Throughout history, investing in capital-intensive, fixed-defensive positions has failed as a military strategy. For more information, see castle v trebuchet, Great Wall v The Hun, Siegfried Line v Patton’s highly mobile Third Army. Indeed, rapidly deployed, highly flexible Special Forces are working well in today’s warfare, not heavy bombers, rear artillery, or cruise missiles.
In today’s healthcare, I continue to see capital-intensive, fixed-defensive positions being built, despite our county’s inability to afford such infrastructure, and despite the clinical requirement we relocate our healthcare from single, stationary to multiple, mobile locations. Oh yeah … the pace of change in the industry is very much akin to the speed of today’s warfare. For more information, see hospital oligopolies and single-specialty mega-groups, the creation of which is solely designed to fix high prices in a marketplace changing how heatlhcare is paid.
What if a more mobile healthcare delivery system, made possible by low-cost IT-peripherals and connectivity, was the better strategic choice, both offensively and defensively?

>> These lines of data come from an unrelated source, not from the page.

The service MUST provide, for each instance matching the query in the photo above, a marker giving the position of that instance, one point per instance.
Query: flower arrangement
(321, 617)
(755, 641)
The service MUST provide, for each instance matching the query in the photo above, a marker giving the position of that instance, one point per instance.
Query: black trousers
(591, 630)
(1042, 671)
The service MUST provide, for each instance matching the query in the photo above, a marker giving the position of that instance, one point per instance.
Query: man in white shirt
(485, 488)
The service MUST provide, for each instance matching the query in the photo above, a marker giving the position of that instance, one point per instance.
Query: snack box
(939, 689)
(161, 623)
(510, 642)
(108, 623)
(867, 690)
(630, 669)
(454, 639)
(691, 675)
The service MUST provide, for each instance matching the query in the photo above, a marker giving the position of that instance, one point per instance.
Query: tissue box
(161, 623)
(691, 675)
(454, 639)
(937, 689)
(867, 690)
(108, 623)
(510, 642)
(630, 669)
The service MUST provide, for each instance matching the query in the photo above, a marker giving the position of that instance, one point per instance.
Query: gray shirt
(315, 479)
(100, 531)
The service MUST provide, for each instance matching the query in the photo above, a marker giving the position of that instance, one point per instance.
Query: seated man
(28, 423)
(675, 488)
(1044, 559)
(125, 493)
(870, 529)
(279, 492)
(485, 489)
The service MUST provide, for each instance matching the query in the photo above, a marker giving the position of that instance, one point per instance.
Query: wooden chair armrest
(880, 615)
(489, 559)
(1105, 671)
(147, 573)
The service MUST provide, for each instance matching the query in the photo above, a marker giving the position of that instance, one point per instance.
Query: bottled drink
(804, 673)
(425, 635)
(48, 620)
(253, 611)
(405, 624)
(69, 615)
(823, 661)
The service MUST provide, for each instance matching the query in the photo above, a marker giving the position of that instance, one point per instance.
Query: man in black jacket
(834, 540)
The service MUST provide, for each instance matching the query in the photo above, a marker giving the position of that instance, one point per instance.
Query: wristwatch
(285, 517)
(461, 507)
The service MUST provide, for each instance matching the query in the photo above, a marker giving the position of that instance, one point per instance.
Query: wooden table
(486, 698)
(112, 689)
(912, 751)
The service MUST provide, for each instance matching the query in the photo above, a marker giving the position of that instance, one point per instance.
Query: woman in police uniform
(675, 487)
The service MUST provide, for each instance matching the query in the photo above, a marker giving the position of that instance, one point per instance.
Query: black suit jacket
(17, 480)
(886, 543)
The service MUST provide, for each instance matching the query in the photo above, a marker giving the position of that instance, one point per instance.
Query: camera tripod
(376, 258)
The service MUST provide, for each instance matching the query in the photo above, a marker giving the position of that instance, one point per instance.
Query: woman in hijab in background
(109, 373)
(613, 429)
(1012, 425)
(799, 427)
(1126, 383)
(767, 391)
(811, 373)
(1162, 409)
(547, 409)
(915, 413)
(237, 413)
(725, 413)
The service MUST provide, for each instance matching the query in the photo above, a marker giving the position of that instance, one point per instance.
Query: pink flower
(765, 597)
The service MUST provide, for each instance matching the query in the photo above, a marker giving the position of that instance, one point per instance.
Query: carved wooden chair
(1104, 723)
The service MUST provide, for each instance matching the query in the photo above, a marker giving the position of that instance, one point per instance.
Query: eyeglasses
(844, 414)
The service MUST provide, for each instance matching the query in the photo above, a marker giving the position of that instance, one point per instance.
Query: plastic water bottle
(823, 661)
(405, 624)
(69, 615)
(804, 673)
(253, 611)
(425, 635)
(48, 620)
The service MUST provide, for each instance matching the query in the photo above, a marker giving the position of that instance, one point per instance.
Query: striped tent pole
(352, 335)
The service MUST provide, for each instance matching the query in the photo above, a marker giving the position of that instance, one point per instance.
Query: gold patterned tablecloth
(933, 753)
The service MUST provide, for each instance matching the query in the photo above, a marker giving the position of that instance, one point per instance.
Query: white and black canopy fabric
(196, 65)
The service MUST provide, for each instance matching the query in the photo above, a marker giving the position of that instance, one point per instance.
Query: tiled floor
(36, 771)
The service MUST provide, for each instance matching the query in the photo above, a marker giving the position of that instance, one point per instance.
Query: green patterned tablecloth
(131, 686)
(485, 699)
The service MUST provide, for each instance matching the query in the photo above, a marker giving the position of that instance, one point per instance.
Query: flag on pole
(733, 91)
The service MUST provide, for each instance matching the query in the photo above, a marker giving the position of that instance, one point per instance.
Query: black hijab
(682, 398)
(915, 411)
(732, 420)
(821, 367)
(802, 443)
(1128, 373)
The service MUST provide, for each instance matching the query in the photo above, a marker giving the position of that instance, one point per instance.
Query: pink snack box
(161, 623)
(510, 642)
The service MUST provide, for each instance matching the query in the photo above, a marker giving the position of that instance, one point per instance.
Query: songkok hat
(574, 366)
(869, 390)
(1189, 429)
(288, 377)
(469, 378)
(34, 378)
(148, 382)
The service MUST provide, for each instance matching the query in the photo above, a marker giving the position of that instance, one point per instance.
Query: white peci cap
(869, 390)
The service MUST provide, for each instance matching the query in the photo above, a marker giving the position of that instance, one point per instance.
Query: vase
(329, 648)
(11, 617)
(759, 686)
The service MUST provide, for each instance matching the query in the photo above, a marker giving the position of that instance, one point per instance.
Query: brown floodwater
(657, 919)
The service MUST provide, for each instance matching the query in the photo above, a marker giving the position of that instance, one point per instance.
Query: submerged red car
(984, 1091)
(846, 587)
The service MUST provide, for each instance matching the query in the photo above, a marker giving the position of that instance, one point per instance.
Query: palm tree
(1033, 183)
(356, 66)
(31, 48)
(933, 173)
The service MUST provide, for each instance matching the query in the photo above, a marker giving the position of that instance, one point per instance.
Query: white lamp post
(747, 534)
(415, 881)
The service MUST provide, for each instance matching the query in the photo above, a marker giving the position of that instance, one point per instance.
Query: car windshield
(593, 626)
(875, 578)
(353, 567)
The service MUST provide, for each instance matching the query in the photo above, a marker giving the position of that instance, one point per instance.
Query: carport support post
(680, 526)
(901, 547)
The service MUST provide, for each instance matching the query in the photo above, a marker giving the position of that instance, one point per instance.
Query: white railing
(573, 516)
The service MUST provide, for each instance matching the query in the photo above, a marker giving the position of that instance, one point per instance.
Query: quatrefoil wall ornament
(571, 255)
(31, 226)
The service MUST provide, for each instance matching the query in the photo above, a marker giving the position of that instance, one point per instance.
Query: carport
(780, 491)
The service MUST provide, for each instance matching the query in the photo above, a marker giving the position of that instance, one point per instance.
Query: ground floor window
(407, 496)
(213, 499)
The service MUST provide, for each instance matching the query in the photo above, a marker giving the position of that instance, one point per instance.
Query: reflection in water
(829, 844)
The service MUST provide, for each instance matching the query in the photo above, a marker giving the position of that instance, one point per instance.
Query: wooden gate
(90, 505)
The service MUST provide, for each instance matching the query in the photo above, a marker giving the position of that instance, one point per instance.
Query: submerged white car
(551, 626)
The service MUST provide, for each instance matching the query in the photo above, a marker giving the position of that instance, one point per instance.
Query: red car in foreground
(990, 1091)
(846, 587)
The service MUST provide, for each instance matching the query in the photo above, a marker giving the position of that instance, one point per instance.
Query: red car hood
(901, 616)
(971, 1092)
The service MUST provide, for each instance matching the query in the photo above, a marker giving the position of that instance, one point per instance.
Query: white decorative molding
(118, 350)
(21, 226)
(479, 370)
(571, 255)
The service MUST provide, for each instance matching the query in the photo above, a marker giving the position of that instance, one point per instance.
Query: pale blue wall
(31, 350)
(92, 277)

Imagine a patient being electronically “touched” by her physician team 4 times a month for preventive health, wellness, nutrition and disease management, rather than a single office visit + ER visit + collateral costs from inadequately managed DM? The combined cost of the mobile care and connectivity, driven by true population-based care, would have to be 50% less than the cost of building and maintaining today’s healthcare castles (stone and mortar, guards, wardrobes of kings and queens, maintenance on the moat, etc).
Regardless, we’ve got to get America’s healthcare spend from the current 18% GDP to 12-14% over the next ten years. That can’t happen if we continue to invest in the capital-intesive anachronisms of fee-for-service (FFS) healthcare.